3D printing technology acquired from the Universities of Michigan and Wisconsin will be utilized to reconstruct missing bones
The acquired 3D printing technology will be utilized to create implants to treat orthopedic and craniomaxillofacial deformities.
New technologies acquired by Johnson & Johnson (London, UK) will be used to create bioabsorbable implants to regenerate bones. The technology, developed by Tissue Regeneration Systems (MI, USA), was acquired by the DePuy Synthes arm of Johnson & Johnson. Tissue Regeneration Systems is involved with commercialization research at the University of Michigan (MI, USA) and the University of Wisconsin (WI, USA) into devices for reconstructing skeletons and healing bones.
The technology utilizes data from CT scans that strategically map the exact geometry and dimensions of the missing bone section which is then directed to a 3D printer to generate the synthetic bone. Surgeons have the option to alter the bone structure during the course of operation.
The synthetic bone is then coated with a “plate-like nanostructure that resembles living bone”. The mineral coating enhances the healing process to provide a surface to which biological components can interact.
The technology’s main application is craniomaxillofacial surgery.
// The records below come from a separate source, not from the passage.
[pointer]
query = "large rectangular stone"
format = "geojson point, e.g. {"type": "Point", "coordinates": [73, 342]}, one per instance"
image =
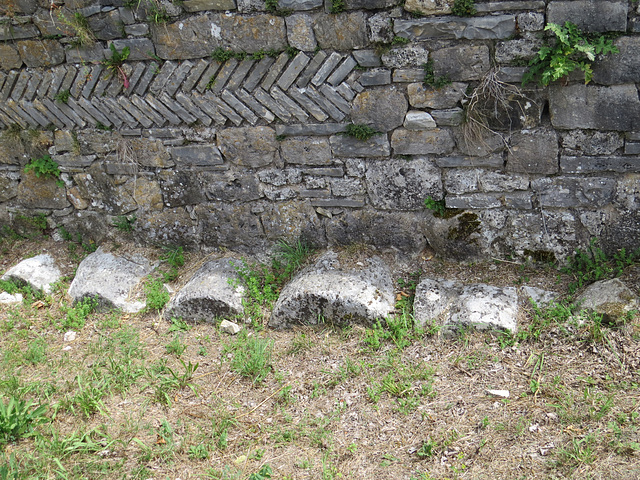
{"type": "Point", "coordinates": [590, 15]}
{"type": "Point", "coordinates": [594, 107]}
{"type": "Point", "coordinates": [599, 164]}
{"type": "Point", "coordinates": [422, 142]}
{"type": "Point", "coordinates": [475, 28]}
{"type": "Point", "coordinates": [346, 146]}
{"type": "Point", "coordinates": [574, 192]}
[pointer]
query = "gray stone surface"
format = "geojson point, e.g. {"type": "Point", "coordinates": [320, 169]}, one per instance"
{"type": "Point", "coordinates": [602, 108]}
{"type": "Point", "coordinates": [422, 142]}
{"type": "Point", "coordinates": [423, 96]}
{"type": "Point", "coordinates": [533, 151]}
{"type": "Point", "coordinates": [610, 298]}
{"type": "Point", "coordinates": [382, 108]}
{"type": "Point", "coordinates": [341, 32]}
{"type": "Point", "coordinates": [40, 272]}
{"type": "Point", "coordinates": [327, 292]}
{"type": "Point", "coordinates": [213, 292]}
{"type": "Point", "coordinates": [111, 280]}
{"type": "Point", "coordinates": [462, 63]}
{"type": "Point", "coordinates": [574, 192]}
{"type": "Point", "coordinates": [595, 16]}
{"type": "Point", "coordinates": [476, 28]}
{"type": "Point", "coordinates": [345, 146]}
{"type": "Point", "coordinates": [401, 184]}
{"type": "Point", "coordinates": [455, 305]}
{"type": "Point", "coordinates": [249, 146]}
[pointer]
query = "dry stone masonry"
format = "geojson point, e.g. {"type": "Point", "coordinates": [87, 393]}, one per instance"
{"type": "Point", "coordinates": [248, 146]}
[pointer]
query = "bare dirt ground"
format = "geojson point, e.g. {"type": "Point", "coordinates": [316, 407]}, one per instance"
{"type": "Point", "coordinates": [125, 400]}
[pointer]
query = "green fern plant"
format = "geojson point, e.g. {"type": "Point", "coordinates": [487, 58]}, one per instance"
{"type": "Point", "coordinates": [573, 50]}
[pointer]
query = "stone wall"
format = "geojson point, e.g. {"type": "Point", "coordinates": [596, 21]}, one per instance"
{"type": "Point", "coordinates": [242, 150]}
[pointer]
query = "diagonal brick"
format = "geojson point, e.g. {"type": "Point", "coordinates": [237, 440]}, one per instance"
{"type": "Point", "coordinates": [162, 110]}
{"type": "Point", "coordinates": [289, 104]}
{"type": "Point", "coordinates": [239, 107]}
{"type": "Point", "coordinates": [265, 99]}
{"type": "Point", "coordinates": [194, 75]}
{"type": "Point", "coordinates": [299, 96]}
{"type": "Point", "coordinates": [327, 67]}
{"type": "Point", "coordinates": [210, 109]}
{"type": "Point", "coordinates": [178, 76]}
{"type": "Point", "coordinates": [147, 110]}
{"type": "Point", "coordinates": [258, 73]}
{"type": "Point", "coordinates": [311, 69]}
{"type": "Point", "coordinates": [274, 71]}
{"type": "Point", "coordinates": [293, 70]}
{"type": "Point", "coordinates": [159, 81]}
{"type": "Point", "coordinates": [255, 106]}
{"type": "Point", "coordinates": [193, 109]}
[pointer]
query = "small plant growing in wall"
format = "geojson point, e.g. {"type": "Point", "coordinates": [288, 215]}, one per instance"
{"type": "Point", "coordinates": [44, 167]}
{"type": "Point", "coordinates": [115, 62]}
{"type": "Point", "coordinates": [361, 132]}
{"type": "Point", "coordinates": [463, 8]}
{"type": "Point", "coordinates": [573, 50]}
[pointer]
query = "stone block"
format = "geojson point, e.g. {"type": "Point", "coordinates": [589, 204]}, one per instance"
{"type": "Point", "coordinates": [424, 96]}
{"type": "Point", "coordinates": [300, 32]}
{"type": "Point", "coordinates": [422, 142]}
{"type": "Point", "coordinates": [306, 151]}
{"type": "Point", "coordinates": [345, 146]}
{"type": "Point", "coordinates": [462, 63]}
{"type": "Point", "coordinates": [590, 15]}
{"type": "Point", "coordinates": [200, 5]}
{"type": "Point", "coordinates": [40, 53]}
{"type": "Point", "coordinates": [341, 32]}
{"type": "Point", "coordinates": [249, 146]}
{"type": "Point", "coordinates": [416, 120]}
{"type": "Point", "coordinates": [9, 57]}
{"type": "Point", "coordinates": [593, 107]}
{"type": "Point", "coordinates": [382, 108]}
{"type": "Point", "coordinates": [197, 155]}
{"type": "Point", "coordinates": [406, 57]}
{"type": "Point", "coordinates": [533, 151]}
{"type": "Point", "coordinates": [401, 184]}
{"type": "Point", "coordinates": [618, 164]}
{"type": "Point", "coordinates": [450, 28]}
{"type": "Point", "coordinates": [570, 192]}
{"type": "Point", "coordinates": [622, 67]}
{"type": "Point", "coordinates": [429, 7]}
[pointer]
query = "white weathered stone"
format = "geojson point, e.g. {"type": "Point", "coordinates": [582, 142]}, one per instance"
{"type": "Point", "coordinates": [416, 120]}
{"type": "Point", "coordinates": [229, 327]}
{"type": "Point", "coordinates": [212, 292]}
{"type": "Point", "coordinates": [110, 280]}
{"type": "Point", "coordinates": [327, 292]}
{"type": "Point", "coordinates": [40, 272]}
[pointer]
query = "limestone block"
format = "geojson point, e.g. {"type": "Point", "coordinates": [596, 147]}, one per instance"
{"type": "Point", "coordinates": [327, 292]}
{"type": "Point", "coordinates": [462, 63]}
{"type": "Point", "coordinates": [590, 15]}
{"type": "Point", "coordinates": [593, 107]}
{"type": "Point", "coordinates": [341, 32]}
{"type": "Point", "coordinates": [249, 146]}
{"type": "Point", "coordinates": [213, 292]}
{"type": "Point", "coordinates": [401, 184]}
{"type": "Point", "coordinates": [110, 279]}
{"type": "Point", "coordinates": [40, 272]}
{"type": "Point", "coordinates": [40, 53]}
{"type": "Point", "coordinates": [306, 150]}
{"type": "Point", "coordinates": [422, 142]}
{"type": "Point", "coordinates": [424, 96]}
{"type": "Point", "coordinates": [533, 151]}
{"type": "Point", "coordinates": [300, 32]}
{"type": "Point", "coordinates": [382, 108]}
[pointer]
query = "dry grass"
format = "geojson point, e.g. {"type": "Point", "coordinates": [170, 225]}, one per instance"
{"type": "Point", "coordinates": [330, 407]}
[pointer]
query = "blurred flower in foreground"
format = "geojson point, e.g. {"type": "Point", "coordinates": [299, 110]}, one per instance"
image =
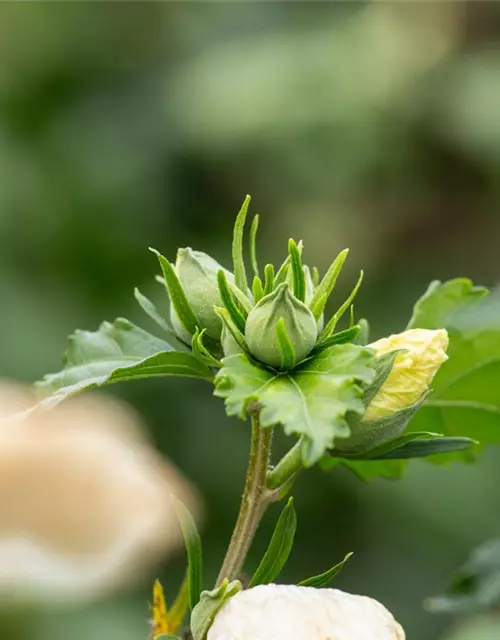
{"type": "Point", "coordinates": [84, 499]}
{"type": "Point", "coordinates": [279, 612]}
{"type": "Point", "coordinates": [423, 352]}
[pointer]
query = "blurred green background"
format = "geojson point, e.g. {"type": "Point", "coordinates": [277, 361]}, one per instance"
{"type": "Point", "coordinates": [372, 125]}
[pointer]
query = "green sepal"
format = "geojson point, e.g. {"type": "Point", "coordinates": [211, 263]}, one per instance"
{"type": "Point", "coordinates": [288, 355]}
{"type": "Point", "coordinates": [240, 277]}
{"type": "Point", "coordinates": [194, 551]}
{"type": "Point", "coordinates": [330, 327]}
{"type": "Point", "coordinates": [229, 303]}
{"type": "Point", "coordinates": [226, 318]}
{"type": "Point", "coordinates": [279, 548]}
{"type": "Point", "coordinates": [253, 244]}
{"type": "Point", "coordinates": [201, 351]}
{"type": "Point", "coordinates": [269, 281]}
{"type": "Point", "coordinates": [348, 335]}
{"type": "Point", "coordinates": [257, 289]}
{"type": "Point", "coordinates": [298, 278]}
{"type": "Point", "coordinates": [323, 579]}
{"type": "Point", "coordinates": [211, 602]}
{"type": "Point", "coordinates": [178, 298]}
{"type": "Point", "coordinates": [329, 280]}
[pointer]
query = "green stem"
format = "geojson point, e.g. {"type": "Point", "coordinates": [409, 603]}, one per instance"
{"type": "Point", "coordinates": [286, 468]}
{"type": "Point", "coordinates": [255, 500]}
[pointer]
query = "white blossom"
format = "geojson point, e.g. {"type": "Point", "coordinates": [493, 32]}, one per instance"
{"type": "Point", "coordinates": [280, 612]}
{"type": "Point", "coordinates": [84, 498]}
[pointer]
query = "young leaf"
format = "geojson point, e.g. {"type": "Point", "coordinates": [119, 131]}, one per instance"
{"type": "Point", "coordinates": [323, 579]}
{"type": "Point", "coordinates": [285, 345]}
{"type": "Point", "coordinates": [240, 276]}
{"type": "Point", "coordinates": [279, 548]}
{"type": "Point", "coordinates": [311, 401]}
{"type": "Point", "coordinates": [177, 296]}
{"type": "Point", "coordinates": [228, 301]}
{"type": "Point", "coordinates": [117, 351]}
{"type": "Point", "coordinates": [194, 552]}
{"type": "Point", "coordinates": [465, 399]}
{"type": "Point", "coordinates": [330, 327]}
{"type": "Point", "coordinates": [298, 278]}
{"type": "Point", "coordinates": [253, 245]}
{"type": "Point", "coordinates": [209, 605]}
{"type": "Point", "coordinates": [329, 280]}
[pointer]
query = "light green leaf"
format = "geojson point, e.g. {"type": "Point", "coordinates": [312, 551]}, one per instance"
{"type": "Point", "coordinates": [325, 578]}
{"type": "Point", "coordinates": [194, 553]}
{"type": "Point", "coordinates": [311, 400]}
{"type": "Point", "coordinates": [465, 399]}
{"type": "Point", "coordinates": [279, 548]}
{"type": "Point", "coordinates": [209, 606]}
{"type": "Point", "coordinates": [117, 352]}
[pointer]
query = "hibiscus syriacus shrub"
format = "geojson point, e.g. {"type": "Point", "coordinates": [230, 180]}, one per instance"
{"type": "Point", "coordinates": [278, 361]}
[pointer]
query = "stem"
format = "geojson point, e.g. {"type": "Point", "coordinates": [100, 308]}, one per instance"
{"type": "Point", "coordinates": [286, 468]}
{"type": "Point", "coordinates": [254, 503]}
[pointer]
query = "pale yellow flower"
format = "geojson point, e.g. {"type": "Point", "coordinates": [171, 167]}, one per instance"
{"type": "Point", "coordinates": [412, 372]}
{"type": "Point", "coordinates": [85, 500]}
{"type": "Point", "coordinates": [287, 612]}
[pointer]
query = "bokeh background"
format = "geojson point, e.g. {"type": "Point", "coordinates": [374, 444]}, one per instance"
{"type": "Point", "coordinates": [368, 124]}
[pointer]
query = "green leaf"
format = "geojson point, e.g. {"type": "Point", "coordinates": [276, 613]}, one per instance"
{"type": "Point", "coordinates": [465, 399]}
{"type": "Point", "coordinates": [194, 552]}
{"type": "Point", "coordinates": [475, 586]}
{"type": "Point", "coordinates": [323, 579]}
{"type": "Point", "coordinates": [177, 296]}
{"type": "Point", "coordinates": [117, 352]}
{"type": "Point", "coordinates": [311, 400]}
{"type": "Point", "coordinates": [209, 606]}
{"type": "Point", "coordinates": [279, 548]}
{"type": "Point", "coordinates": [240, 276]}
{"type": "Point", "coordinates": [298, 278]}
{"type": "Point", "coordinates": [328, 282]}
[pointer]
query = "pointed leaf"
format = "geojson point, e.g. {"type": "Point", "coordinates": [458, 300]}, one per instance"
{"type": "Point", "coordinates": [325, 578]}
{"type": "Point", "coordinates": [310, 401]}
{"type": "Point", "coordinates": [279, 548]}
{"type": "Point", "coordinates": [194, 552]}
{"type": "Point", "coordinates": [116, 352]}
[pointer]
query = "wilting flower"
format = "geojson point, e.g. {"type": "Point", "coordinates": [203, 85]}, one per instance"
{"type": "Point", "coordinates": [85, 501]}
{"type": "Point", "coordinates": [424, 351]}
{"type": "Point", "coordinates": [197, 273]}
{"type": "Point", "coordinates": [262, 321]}
{"type": "Point", "coordinates": [279, 612]}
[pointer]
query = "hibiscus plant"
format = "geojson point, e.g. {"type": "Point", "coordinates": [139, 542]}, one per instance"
{"type": "Point", "coordinates": [279, 362]}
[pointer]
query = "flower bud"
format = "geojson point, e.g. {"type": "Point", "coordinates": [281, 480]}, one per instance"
{"type": "Point", "coordinates": [260, 330]}
{"type": "Point", "coordinates": [197, 273]}
{"type": "Point", "coordinates": [286, 612]}
{"type": "Point", "coordinates": [412, 371]}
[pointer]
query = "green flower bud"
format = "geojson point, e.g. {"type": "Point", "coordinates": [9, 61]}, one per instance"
{"type": "Point", "coordinates": [299, 322]}
{"type": "Point", "coordinates": [197, 273]}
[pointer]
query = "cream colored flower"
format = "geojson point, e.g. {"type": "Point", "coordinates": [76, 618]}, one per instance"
{"type": "Point", "coordinates": [85, 500]}
{"type": "Point", "coordinates": [412, 372]}
{"type": "Point", "coordinates": [282, 612]}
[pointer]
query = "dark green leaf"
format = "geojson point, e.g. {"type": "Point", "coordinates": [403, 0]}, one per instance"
{"type": "Point", "coordinates": [209, 605]}
{"type": "Point", "coordinates": [279, 548]}
{"type": "Point", "coordinates": [311, 401]}
{"type": "Point", "coordinates": [323, 579]}
{"type": "Point", "coordinates": [465, 399]}
{"type": "Point", "coordinates": [194, 552]}
{"type": "Point", "coordinates": [177, 296]}
{"type": "Point", "coordinates": [118, 351]}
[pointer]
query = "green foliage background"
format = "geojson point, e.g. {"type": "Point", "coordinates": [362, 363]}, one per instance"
{"type": "Point", "coordinates": [372, 125]}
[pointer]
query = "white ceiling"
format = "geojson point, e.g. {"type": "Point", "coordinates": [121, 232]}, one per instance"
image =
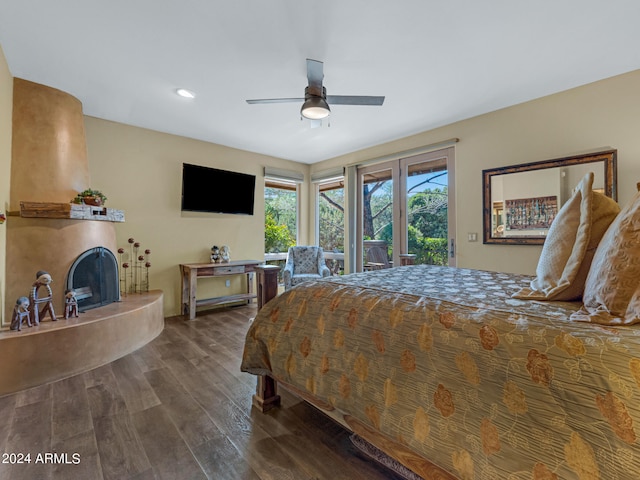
{"type": "Point", "coordinates": [436, 61]}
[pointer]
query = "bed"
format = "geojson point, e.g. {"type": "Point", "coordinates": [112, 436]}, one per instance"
{"type": "Point", "coordinates": [447, 372]}
{"type": "Point", "coordinates": [445, 363]}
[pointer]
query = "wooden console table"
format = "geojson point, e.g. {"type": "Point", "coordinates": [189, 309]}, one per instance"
{"type": "Point", "coordinates": [192, 271]}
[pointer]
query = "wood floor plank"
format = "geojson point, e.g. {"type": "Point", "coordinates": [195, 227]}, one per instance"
{"type": "Point", "coordinates": [148, 358]}
{"type": "Point", "coordinates": [165, 448]}
{"type": "Point", "coordinates": [134, 388]}
{"type": "Point", "coordinates": [71, 414]}
{"type": "Point", "coordinates": [81, 459]}
{"type": "Point", "coordinates": [30, 433]}
{"type": "Point", "coordinates": [33, 395]}
{"type": "Point", "coordinates": [121, 454]}
{"type": "Point", "coordinates": [190, 419]}
{"type": "Point", "coordinates": [220, 460]}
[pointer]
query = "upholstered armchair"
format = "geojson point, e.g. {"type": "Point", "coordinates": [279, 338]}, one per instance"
{"type": "Point", "coordinates": [304, 263]}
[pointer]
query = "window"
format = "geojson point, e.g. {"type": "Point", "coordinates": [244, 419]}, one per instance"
{"type": "Point", "coordinates": [281, 216]}
{"type": "Point", "coordinates": [331, 222]}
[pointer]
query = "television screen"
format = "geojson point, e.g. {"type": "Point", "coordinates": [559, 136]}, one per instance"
{"type": "Point", "coordinates": [206, 189]}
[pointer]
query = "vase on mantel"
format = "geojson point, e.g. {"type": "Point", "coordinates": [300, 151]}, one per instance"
{"type": "Point", "coordinates": [94, 201]}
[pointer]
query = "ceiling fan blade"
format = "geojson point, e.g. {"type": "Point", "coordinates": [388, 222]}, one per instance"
{"type": "Point", "coordinates": [354, 100]}
{"type": "Point", "coordinates": [275, 100]}
{"type": "Point", "coordinates": [314, 73]}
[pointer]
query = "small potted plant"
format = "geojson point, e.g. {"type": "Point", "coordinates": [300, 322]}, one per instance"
{"type": "Point", "coordinates": [90, 197]}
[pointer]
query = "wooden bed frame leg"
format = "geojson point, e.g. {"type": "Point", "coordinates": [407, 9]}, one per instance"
{"type": "Point", "coordinates": [266, 396]}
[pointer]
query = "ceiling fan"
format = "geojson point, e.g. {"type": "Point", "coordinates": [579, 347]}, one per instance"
{"type": "Point", "coordinates": [316, 101]}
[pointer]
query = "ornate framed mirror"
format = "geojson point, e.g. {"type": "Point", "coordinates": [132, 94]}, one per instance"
{"type": "Point", "coordinates": [521, 201]}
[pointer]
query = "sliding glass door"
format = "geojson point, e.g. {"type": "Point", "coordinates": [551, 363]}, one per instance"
{"type": "Point", "coordinates": [406, 210]}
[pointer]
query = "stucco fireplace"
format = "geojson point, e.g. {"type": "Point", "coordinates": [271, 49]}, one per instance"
{"type": "Point", "coordinates": [49, 167]}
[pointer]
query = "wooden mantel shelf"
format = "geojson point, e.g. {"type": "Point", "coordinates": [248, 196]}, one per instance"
{"type": "Point", "coordinates": [68, 211]}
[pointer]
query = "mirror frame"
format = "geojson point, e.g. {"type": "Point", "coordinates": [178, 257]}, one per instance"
{"type": "Point", "coordinates": [609, 157]}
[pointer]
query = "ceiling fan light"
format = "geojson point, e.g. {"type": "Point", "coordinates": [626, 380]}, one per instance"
{"type": "Point", "coordinates": [315, 108]}
{"type": "Point", "coordinates": [183, 92]}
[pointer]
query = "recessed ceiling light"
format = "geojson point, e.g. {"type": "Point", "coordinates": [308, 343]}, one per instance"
{"type": "Point", "coordinates": [183, 92]}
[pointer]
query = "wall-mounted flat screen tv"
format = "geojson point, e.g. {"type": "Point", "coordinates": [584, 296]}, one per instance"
{"type": "Point", "coordinates": [206, 189]}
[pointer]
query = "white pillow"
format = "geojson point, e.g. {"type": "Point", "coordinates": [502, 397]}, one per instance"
{"type": "Point", "coordinates": [570, 245]}
{"type": "Point", "coordinates": [612, 289]}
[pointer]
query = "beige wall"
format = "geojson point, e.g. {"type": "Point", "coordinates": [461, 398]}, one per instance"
{"type": "Point", "coordinates": [140, 171]}
{"type": "Point", "coordinates": [601, 114]}
{"type": "Point", "coordinates": [6, 100]}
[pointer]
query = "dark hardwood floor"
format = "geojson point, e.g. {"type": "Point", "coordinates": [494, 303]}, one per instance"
{"type": "Point", "coordinates": [178, 408]}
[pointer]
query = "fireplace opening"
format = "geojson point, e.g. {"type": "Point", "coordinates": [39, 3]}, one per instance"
{"type": "Point", "coordinates": [94, 278]}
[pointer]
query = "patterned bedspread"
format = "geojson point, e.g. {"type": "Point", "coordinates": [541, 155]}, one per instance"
{"type": "Point", "coordinates": [444, 361]}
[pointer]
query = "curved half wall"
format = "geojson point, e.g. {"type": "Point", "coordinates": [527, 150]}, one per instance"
{"type": "Point", "coordinates": [56, 350]}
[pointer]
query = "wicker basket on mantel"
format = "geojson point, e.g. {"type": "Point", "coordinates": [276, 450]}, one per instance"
{"type": "Point", "coordinates": [70, 210]}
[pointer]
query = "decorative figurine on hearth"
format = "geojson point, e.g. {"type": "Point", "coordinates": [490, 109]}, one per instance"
{"type": "Point", "coordinates": [225, 254]}
{"type": "Point", "coordinates": [20, 312]}
{"type": "Point", "coordinates": [43, 279]}
{"type": "Point", "coordinates": [70, 304]}
{"type": "Point", "coordinates": [215, 254]}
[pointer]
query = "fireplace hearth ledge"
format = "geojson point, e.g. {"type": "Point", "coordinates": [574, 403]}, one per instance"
{"type": "Point", "coordinates": [55, 350]}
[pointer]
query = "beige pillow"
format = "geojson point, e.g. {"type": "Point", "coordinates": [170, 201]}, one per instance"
{"type": "Point", "coordinates": [570, 245]}
{"type": "Point", "coordinates": [612, 291]}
Often, surgeons take bones from other distinct sites of the patient’s body to utilize in mouth, jaw, face and skull reconstruction. This technology aims to avoid harvesting bone grafts and midoperation modifications by creating a personalized device.
Ciro Römer, group chairman at DePuy Synthes, explained “We are systematically investing in building a pipeline of 3D printed products. This technology, which will be added to the DePuy Synthes Trauma Platform, is the latest example of how we are working toward developing next-generation technologies that transform healthcare delivery with individualized solutions for patients.”